There was a reunion of sorts at the Wedgeport Tuna Tournament and Festival this year when an Atlantic bluefin tuna that was tagged and released with a pop-up satellite archival tag by the Fin Seeker in waters off Port Mouton in October, 2012 was landed by the Claw Patrol on the last fishing day of the tournament.
For Dr. Molly Lutcavage, director and founder of the Large Pelagics Research Center in Massachusetts, it was the highlight of this year’s tuna weigh-in.
Dr. Molly, as she’s called by everyone, has been working with Canadian fishing partners in the South West Nova Tuna Association since 2003 tagging and releasing the giant bluefin with electronic tagging. “We come up here every year and go fishing with them usually in September and October. My students have come up here to work with real fishermen. We call it cooperative research,” said Dr. Molly in an interview.

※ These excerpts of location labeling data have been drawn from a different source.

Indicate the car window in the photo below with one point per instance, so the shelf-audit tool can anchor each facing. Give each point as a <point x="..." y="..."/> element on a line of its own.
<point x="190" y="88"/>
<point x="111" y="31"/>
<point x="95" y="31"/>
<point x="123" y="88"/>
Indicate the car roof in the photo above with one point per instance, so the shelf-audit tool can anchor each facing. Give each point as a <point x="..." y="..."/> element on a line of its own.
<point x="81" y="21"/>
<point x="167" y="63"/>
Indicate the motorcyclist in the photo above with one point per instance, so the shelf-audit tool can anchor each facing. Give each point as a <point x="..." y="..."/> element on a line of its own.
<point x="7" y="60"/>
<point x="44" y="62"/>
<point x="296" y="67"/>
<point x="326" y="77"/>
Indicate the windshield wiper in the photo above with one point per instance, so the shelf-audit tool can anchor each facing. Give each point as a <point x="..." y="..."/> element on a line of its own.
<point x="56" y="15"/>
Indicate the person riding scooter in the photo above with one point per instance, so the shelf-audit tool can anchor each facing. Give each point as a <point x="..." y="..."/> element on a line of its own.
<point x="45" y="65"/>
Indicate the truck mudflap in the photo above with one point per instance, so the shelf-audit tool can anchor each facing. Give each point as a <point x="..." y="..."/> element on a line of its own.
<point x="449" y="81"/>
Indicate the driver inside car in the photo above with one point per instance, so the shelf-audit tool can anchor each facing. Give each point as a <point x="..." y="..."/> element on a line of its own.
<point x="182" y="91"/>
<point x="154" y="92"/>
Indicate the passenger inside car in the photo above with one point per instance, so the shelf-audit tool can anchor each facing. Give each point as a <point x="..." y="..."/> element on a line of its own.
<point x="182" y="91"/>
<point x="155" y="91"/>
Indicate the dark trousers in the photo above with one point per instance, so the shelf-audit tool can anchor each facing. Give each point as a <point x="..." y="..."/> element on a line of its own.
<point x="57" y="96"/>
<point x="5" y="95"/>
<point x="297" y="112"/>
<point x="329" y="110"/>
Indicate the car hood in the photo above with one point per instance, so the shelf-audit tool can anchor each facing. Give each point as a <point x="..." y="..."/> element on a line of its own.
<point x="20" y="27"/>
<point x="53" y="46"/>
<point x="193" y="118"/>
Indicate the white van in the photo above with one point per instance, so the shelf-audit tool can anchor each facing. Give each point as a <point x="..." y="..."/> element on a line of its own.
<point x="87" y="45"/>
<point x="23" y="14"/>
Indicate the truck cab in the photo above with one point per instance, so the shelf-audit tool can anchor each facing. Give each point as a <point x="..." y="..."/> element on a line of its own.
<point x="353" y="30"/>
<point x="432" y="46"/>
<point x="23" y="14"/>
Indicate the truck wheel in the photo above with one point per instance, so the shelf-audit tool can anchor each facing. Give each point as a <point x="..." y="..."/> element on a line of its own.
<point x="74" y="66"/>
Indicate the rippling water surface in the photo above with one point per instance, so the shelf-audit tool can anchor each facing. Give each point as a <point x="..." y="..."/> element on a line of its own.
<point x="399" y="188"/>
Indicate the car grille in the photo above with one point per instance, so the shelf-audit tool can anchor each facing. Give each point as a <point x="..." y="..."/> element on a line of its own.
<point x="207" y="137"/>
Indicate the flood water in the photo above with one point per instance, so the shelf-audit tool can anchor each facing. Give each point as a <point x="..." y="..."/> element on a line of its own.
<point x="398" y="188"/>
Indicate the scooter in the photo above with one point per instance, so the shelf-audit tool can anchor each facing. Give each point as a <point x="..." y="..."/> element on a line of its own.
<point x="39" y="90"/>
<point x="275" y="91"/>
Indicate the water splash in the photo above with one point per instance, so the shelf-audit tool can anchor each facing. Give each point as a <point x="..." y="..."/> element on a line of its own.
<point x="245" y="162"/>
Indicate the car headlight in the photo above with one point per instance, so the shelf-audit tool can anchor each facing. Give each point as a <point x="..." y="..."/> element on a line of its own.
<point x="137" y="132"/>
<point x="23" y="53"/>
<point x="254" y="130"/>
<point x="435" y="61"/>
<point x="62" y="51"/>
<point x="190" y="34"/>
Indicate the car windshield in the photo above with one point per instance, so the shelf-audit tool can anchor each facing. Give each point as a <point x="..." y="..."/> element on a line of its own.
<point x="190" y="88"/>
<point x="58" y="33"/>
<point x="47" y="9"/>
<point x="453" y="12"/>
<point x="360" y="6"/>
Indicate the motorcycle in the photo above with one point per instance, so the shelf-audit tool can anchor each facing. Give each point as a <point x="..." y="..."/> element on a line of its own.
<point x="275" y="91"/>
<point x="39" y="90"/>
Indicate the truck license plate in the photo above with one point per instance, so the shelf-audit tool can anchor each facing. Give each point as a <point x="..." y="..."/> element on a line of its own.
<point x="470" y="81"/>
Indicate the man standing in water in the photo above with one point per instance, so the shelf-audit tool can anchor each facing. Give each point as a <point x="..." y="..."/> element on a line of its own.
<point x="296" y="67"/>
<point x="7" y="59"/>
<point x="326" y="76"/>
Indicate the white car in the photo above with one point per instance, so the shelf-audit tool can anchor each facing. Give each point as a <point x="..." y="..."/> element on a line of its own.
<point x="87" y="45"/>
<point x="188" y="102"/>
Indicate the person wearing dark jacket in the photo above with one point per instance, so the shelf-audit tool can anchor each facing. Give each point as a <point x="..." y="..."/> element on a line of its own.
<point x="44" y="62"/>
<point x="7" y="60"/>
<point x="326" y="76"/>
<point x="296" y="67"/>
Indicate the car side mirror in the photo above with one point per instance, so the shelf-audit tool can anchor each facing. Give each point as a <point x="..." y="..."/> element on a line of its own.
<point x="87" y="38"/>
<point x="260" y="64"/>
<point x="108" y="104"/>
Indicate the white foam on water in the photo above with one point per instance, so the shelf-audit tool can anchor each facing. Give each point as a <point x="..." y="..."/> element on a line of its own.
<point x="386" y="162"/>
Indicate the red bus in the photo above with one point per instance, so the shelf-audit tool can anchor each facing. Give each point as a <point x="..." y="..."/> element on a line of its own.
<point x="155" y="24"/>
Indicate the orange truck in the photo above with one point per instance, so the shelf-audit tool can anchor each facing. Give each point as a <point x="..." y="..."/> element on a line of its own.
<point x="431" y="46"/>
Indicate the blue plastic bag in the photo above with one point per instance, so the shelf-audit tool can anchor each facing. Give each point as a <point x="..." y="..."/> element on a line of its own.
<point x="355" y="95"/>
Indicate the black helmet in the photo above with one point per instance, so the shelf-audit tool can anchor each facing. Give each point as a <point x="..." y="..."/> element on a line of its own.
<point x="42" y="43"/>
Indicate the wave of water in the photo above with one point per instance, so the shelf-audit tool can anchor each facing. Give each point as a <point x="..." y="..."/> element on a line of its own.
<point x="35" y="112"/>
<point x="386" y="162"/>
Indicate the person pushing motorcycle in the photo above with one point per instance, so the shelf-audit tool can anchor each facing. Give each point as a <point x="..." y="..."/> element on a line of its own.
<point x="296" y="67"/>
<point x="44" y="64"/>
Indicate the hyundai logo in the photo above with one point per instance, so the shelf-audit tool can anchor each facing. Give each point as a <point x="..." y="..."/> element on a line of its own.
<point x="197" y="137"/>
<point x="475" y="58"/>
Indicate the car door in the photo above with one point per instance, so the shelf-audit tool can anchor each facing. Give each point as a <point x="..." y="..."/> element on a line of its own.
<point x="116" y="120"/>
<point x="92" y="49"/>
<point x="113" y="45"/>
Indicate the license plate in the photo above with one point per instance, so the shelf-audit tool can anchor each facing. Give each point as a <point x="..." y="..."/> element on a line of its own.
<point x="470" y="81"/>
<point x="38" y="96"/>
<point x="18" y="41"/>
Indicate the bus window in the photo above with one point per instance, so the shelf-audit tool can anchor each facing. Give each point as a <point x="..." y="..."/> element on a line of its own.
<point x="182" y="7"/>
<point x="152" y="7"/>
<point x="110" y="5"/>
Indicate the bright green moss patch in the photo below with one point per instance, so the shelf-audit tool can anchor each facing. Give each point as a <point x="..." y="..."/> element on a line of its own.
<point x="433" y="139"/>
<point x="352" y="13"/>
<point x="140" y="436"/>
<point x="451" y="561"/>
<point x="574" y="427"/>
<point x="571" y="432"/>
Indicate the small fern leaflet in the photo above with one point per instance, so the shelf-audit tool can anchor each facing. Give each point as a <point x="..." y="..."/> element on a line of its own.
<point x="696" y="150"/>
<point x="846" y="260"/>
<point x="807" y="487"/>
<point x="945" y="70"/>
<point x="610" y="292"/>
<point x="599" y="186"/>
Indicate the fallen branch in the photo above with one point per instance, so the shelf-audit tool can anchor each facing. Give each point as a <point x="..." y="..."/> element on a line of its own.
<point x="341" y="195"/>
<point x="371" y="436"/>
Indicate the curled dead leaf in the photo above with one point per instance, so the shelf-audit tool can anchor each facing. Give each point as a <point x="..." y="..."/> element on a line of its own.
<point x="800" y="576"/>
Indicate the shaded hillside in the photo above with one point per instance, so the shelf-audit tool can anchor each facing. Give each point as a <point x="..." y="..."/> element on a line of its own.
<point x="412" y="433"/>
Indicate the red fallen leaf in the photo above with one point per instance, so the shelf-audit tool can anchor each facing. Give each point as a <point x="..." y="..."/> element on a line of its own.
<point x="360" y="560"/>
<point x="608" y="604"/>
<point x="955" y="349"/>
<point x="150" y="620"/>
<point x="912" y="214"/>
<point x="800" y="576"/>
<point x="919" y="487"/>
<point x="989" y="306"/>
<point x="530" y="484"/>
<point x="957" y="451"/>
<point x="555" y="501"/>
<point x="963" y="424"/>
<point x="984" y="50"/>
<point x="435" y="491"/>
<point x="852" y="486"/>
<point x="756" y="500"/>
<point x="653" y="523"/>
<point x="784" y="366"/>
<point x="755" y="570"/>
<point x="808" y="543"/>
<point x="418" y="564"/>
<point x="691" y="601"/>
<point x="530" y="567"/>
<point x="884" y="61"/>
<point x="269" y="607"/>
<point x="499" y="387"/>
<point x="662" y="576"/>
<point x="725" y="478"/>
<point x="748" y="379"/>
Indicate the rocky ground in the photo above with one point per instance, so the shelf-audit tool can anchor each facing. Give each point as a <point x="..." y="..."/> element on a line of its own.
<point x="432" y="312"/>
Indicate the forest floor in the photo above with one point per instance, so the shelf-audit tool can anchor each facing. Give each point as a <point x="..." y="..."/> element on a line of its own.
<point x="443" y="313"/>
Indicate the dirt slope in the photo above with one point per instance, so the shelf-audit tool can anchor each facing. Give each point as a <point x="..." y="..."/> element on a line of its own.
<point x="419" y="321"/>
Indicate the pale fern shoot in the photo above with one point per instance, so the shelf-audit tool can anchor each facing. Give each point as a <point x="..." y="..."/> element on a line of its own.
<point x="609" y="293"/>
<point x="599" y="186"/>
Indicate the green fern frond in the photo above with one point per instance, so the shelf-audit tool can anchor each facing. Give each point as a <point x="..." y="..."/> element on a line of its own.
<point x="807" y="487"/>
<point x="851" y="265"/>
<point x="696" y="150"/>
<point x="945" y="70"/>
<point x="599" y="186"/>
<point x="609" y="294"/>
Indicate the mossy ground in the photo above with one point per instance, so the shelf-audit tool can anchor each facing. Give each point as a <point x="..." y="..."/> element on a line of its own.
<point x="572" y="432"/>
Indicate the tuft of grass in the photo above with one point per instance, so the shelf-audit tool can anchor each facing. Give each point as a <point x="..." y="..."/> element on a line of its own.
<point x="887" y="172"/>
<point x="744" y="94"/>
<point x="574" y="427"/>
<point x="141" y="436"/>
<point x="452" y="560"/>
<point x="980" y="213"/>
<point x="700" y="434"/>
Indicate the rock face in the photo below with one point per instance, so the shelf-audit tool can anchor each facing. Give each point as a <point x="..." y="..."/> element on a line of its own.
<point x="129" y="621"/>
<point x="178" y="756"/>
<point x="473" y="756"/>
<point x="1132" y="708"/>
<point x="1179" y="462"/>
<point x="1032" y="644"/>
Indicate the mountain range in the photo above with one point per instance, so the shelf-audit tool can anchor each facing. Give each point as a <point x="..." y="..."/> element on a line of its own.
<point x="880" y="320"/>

“The electronic tags are designed to stay on the fish for hopefully one-year recording depths, temperatures and light ambient levels,” said Dr. Molly.
Programmed to stay on one year and then release, “the tether holding the tag stays in the fish, the tag pops up to the surface like an EPIRB and transfers the data. We get it as email as the data rolls in. Over two weeks it comes in and we can tell from that, we can reconstruct what happened to the fish for the year the tag was on so we get the whole migration route of the fish.”
Dr. Molly has also been doing ecological testing on the bluefin landed by southwestern Nova Scotia tuna fishermen. She has been involved in tuna research since 1993, when fishermen in New England said “what we see out there doesn’t match with what the federal government is assessing as the state of bluefin and nobody believes us, so in 1993 they came to the New England Aquarium and asked the right whale group if they could help them document how many fish they were seeing in schools at the surface in the Gulf of Maine. That’s when we started the program,” she noted.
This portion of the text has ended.